Fig. 4: HiFi-assembled cMAGs retrieve hard-to-assemble regions by short-read assembly.

a Genome bin retrieval rate and genome region annotation plot of a cMAG for the uncultured species OMN01_HAM_0050. The inner circle annotates rRNA and genomic island regions. The outer circle represents retrieval rate by conspecific HRGM MAGs for every 1-kbp genome bin. b Proportion of genome bins by retrieval rate. c, d Retrieval rate of genome bins that include rRNAs (c) or genome islands (d) (n = 393 for 5S rRNA genome bins, n = 662 for16S rRNA genome bins, n = 1258 for 23S rRNA genome bins n = 283,267 for non-rRNA genome bins, n = 30,330 for GI genome bins, and n = 255,146 for non-GI genome bins).

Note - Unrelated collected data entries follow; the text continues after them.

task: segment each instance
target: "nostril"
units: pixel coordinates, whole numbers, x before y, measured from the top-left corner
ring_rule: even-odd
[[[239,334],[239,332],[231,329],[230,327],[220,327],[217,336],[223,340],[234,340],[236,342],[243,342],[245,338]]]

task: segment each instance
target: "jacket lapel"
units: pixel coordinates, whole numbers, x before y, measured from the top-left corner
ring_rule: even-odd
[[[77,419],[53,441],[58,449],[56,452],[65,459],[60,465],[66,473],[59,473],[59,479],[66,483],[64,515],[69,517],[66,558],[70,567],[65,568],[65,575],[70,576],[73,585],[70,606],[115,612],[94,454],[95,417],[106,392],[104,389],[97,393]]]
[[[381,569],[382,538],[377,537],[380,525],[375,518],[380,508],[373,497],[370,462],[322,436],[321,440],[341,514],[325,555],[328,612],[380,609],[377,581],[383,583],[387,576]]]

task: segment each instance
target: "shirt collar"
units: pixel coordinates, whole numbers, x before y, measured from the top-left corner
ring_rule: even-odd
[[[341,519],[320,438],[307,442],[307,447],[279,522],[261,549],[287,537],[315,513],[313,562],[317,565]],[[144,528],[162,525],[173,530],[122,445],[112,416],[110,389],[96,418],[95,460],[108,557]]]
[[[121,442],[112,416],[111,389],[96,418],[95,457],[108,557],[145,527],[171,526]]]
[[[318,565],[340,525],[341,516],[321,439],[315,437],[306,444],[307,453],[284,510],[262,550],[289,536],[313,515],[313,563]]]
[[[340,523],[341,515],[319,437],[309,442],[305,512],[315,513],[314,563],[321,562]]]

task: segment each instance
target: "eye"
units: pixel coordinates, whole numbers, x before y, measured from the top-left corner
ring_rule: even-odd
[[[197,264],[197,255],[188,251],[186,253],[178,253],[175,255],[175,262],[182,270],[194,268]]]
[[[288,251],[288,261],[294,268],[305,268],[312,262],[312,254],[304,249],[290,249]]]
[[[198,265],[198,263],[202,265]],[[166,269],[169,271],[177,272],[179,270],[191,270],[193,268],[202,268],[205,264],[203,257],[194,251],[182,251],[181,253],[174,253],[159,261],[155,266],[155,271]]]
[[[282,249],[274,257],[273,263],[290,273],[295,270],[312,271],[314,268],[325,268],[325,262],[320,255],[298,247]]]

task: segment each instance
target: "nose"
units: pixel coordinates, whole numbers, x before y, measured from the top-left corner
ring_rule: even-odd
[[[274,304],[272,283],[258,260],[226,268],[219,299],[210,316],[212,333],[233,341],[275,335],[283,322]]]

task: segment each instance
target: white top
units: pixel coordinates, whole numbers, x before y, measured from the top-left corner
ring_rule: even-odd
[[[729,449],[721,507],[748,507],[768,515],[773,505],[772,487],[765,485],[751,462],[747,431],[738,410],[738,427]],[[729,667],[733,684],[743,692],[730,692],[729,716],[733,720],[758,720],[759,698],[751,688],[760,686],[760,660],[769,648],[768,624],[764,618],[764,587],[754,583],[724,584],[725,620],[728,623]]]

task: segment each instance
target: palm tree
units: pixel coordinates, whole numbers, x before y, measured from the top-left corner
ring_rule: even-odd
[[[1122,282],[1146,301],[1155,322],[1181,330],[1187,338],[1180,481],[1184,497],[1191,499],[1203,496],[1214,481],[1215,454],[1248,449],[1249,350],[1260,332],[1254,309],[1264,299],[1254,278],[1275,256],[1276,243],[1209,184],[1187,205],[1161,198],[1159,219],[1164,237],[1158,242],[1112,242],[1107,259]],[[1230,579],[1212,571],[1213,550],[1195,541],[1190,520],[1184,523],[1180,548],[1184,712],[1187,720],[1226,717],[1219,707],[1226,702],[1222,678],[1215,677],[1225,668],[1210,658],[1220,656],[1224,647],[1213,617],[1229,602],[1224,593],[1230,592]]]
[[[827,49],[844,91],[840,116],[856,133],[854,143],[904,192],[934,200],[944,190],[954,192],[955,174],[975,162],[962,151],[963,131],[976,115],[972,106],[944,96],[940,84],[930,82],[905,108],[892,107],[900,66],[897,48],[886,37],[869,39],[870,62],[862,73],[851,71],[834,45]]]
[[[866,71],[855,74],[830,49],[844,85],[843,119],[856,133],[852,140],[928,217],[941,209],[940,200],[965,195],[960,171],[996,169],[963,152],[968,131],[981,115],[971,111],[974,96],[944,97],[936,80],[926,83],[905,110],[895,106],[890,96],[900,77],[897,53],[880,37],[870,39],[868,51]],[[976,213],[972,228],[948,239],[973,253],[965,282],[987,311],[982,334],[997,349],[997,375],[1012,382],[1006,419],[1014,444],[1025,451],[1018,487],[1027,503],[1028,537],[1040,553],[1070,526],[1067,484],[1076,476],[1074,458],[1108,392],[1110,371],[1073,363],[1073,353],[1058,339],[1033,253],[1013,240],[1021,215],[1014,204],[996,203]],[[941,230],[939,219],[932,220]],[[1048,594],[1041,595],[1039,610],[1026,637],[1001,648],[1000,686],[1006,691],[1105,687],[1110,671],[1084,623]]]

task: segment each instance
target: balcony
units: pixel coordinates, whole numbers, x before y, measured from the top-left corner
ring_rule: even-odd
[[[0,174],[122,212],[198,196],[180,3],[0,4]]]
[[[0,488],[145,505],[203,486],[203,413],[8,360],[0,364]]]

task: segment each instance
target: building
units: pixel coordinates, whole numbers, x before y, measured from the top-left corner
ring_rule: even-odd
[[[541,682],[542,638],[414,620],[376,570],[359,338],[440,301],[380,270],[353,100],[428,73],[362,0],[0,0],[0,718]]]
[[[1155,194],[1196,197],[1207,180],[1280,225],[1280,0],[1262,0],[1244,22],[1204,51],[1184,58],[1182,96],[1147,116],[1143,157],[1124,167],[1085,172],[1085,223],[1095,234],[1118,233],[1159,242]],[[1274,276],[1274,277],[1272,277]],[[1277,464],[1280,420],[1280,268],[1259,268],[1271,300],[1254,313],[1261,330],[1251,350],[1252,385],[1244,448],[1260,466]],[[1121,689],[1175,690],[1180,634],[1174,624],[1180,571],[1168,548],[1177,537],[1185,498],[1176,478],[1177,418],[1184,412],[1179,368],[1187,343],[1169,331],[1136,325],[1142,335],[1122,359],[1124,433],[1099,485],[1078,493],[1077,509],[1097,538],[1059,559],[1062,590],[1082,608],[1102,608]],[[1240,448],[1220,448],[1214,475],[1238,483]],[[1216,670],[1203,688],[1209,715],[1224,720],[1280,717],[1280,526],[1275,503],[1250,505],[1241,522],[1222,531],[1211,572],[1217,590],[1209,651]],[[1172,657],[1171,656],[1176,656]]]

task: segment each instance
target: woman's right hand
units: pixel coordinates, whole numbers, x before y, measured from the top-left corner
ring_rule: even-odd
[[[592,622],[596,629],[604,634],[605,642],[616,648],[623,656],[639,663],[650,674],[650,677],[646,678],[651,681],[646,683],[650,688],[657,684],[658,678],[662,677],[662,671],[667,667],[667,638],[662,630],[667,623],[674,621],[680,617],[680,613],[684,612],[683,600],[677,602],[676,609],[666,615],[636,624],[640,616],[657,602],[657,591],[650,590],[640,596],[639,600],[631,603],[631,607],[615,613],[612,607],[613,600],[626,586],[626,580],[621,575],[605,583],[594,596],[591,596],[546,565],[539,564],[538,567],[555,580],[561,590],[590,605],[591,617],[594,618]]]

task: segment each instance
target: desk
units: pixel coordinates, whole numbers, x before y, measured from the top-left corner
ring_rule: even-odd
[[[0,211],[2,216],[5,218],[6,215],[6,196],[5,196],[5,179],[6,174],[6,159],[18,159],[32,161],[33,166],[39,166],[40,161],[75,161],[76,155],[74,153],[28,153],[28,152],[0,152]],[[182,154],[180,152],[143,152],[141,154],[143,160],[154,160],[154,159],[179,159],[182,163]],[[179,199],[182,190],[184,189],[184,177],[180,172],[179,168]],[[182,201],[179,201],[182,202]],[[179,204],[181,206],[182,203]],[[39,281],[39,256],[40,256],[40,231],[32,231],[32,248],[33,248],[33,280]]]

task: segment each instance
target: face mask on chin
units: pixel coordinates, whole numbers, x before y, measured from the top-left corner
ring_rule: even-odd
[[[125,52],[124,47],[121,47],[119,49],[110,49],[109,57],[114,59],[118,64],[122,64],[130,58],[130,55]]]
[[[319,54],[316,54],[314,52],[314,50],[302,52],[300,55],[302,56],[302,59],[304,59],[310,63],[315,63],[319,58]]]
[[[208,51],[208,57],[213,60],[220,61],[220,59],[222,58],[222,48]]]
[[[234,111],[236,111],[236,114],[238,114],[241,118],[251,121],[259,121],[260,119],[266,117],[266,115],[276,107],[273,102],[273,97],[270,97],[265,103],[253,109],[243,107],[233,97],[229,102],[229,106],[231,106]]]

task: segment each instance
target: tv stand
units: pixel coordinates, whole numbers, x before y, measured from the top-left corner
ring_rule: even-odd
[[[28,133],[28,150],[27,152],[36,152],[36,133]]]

Retrieval rate was compared by the two-sided Mann–Whitney U test. (P-value = 1.83e−97 for 5S rRNA, P-value = 6.39e−286 for 16 S rRNA, P-value < 1e−300 for 23S rRNA compared to non-rRNA genome bins; P-value < 1e−300 for GI genome bins compared to non-GI genome bins). e Proportion of genome island proteins with an eggNOG ortholog according to the cultured status of the host genome (n = 63 cultured genomes, n = 38 uncultured genomes). The proportion was compared by the two-sided Mann–Whitney U test (P-value = 0.0009). f Read length of long-read human fecal metagenomic samples and length of entire genome islands found among 102 cMAGs. (n = 2,017,709 reads for KR001, n = 1,792,146 reads for m64011_210224_000525, n = 1,687,238 reads for m64011_210225_094432, n = 1,904,159 reads for m64011_210226_210143, n = 1,767,289 reads for m64011_210228_064650, n = 4,487,361 reads for SRR8427256, n = 3,404,101 reads for SRR8427257, n = 4,003,722 reads for SRR8427258, n = 11,016,028 reads for SRR9847854, n = 10,261,578 reads for SRR9847857). The maximum and the minimum of the boxplots represent the 10th and 90th percentile of the data. The upper and lower bounds of the box represent the 25th and 75th percentile. The center bar represents the median. All outliers are shown in (c–e) and omitted in (f). (***P-value < 0.001).